The quarterly publication of the Stable Value Investment Association
Fourth Quarter 2000 • Volume 4 Issue 4
How Adding Advice to a 401(k) Plan Can Impact Stable Value Contracts
By Randy Myers
Amid the ongoing debate
over whether it is appropriate and effective to offer online investment
advice to participants in defined contribution plans, a subtle technical
factor sometimes gets overlooked: the impact that offering advice has
on the benefit responsive contracts in stable value funds.
These contracts are,
in effect, insurance policies that ensure that shareholders of a stable
value fund can withdraw their money at book value, regardless of the market
value of the underlying assets in the fund. In most defined contribution
plans, the addition of an advice service qualifies as a plan change requiring
notification to the issuer of the stable value wrap contract. If the wrap
provider concludes that the change could increase the risk of providing
the contract—perhaps by encouraging plan participants to withdraw substantial
amounts of money from the stable value fund—it could take any number of
steps potentially detrimental to the stable value fund and its shareholders.

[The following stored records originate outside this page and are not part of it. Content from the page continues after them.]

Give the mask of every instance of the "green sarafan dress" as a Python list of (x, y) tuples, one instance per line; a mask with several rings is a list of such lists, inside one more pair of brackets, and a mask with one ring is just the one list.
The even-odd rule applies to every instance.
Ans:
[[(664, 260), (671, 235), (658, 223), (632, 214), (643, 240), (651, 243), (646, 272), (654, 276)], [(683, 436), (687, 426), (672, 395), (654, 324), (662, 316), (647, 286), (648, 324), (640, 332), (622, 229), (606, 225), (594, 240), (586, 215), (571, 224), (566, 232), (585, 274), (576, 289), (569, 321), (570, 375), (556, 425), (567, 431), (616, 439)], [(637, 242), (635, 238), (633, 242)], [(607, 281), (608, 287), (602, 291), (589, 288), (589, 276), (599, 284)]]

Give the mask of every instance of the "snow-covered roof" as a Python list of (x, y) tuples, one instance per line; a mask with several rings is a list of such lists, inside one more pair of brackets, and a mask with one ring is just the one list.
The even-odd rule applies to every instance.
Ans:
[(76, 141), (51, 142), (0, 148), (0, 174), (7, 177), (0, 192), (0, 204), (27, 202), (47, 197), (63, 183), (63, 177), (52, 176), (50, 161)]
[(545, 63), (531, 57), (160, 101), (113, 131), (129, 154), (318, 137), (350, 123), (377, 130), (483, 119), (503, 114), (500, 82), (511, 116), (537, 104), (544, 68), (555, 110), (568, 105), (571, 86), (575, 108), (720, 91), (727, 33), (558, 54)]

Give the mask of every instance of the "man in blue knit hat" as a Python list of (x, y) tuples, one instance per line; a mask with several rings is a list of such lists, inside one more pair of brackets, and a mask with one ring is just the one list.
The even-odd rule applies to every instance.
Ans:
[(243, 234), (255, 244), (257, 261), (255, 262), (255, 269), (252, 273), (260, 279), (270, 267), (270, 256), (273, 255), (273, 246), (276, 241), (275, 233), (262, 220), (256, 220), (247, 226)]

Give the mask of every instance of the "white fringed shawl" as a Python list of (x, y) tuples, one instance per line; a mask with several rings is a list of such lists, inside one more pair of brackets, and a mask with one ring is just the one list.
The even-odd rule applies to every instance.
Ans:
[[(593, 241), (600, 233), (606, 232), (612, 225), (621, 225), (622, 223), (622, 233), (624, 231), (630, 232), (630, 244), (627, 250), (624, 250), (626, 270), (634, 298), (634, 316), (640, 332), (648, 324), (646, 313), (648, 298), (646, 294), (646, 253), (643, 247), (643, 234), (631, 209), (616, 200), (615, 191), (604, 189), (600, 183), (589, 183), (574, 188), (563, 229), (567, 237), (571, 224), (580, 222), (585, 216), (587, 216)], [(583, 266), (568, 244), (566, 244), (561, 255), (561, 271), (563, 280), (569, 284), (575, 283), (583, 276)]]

Speaking at the Stable Value Investment Association 2000 National Forum,
Steve LeLaurin, senior account manager with stable value manager PRIMCO
Capital Management, said those steps could include canceling the contract
or assessing higher fees.
Wrap providers are
leery of advice services because they are new, and, as a consequence,
there is little historical record of their impact on cash flows within
defined contribution plans. Also, said Henry Kao, a director with wrap
provider UBS AG, "some advice models provide misleading recommendations
to stable value funds because they do not capture the basic characteristics
of stable value (in their asset allocation models)."
Thus far, says Kao,
his firm has signed off on only one advice model (he didn't specify which
one). In some cases, he says, UBS has terminated some of its wrap contracts
when it didn't agree with, or understand, the advice model being introduced,
or when it didn't feel that the existing contract terms sufficiently insulated
it from the potential changes that could be triggered in the plan.
Aruna Hobbs, director
of institutional products for Aegon Institutional Markets, says her firm
has been asked to review the introduction of advice services at a handful
of the plans for which it provides stable value wrap contracts, and in
each case has okayed the move. Speaking after the National Forum, Hobbs
said that Aegon hasn't given blanket approval to any advice service. Instead,
her firm is reviewing each plan proposing the change on a case-by-case
basis to determine whether any action on its part is necessary.
"We look at this along
with the rest of our standard underwriting parameters and take into consideration
a broad range of factors, such as the historical volatility of the plan's
cash flows, the manager's record managing liquidity, and presence or absence
of a buffer position ahead of us that would protect us if a lot of participants
suddenly wanted to pull their money out of the stable value fund," Hobbs
said.
Thus far, observed
Hobbs, Aegon has not had any cases in which it concluded that the addition
of an investment advice program would materially escalate its risk. Among
the advice providers that Aegon has approved on a case-by-case basis,
she said, are Financial Engines and mPower, as well as a number of in-house
advice services.
Now that advice services
are becoming more commonplace, Hobbs added, Aegon is building provisions
for them into its underwriting discipline. In the meantime, Kao recommends
that the stable value community continue to maintain a dialogue with advice
providers on this issue. He also suggests that plan sponsors make the
treatment of stable value funds a search criteria when selecting advice
providers for their defined contribution plans.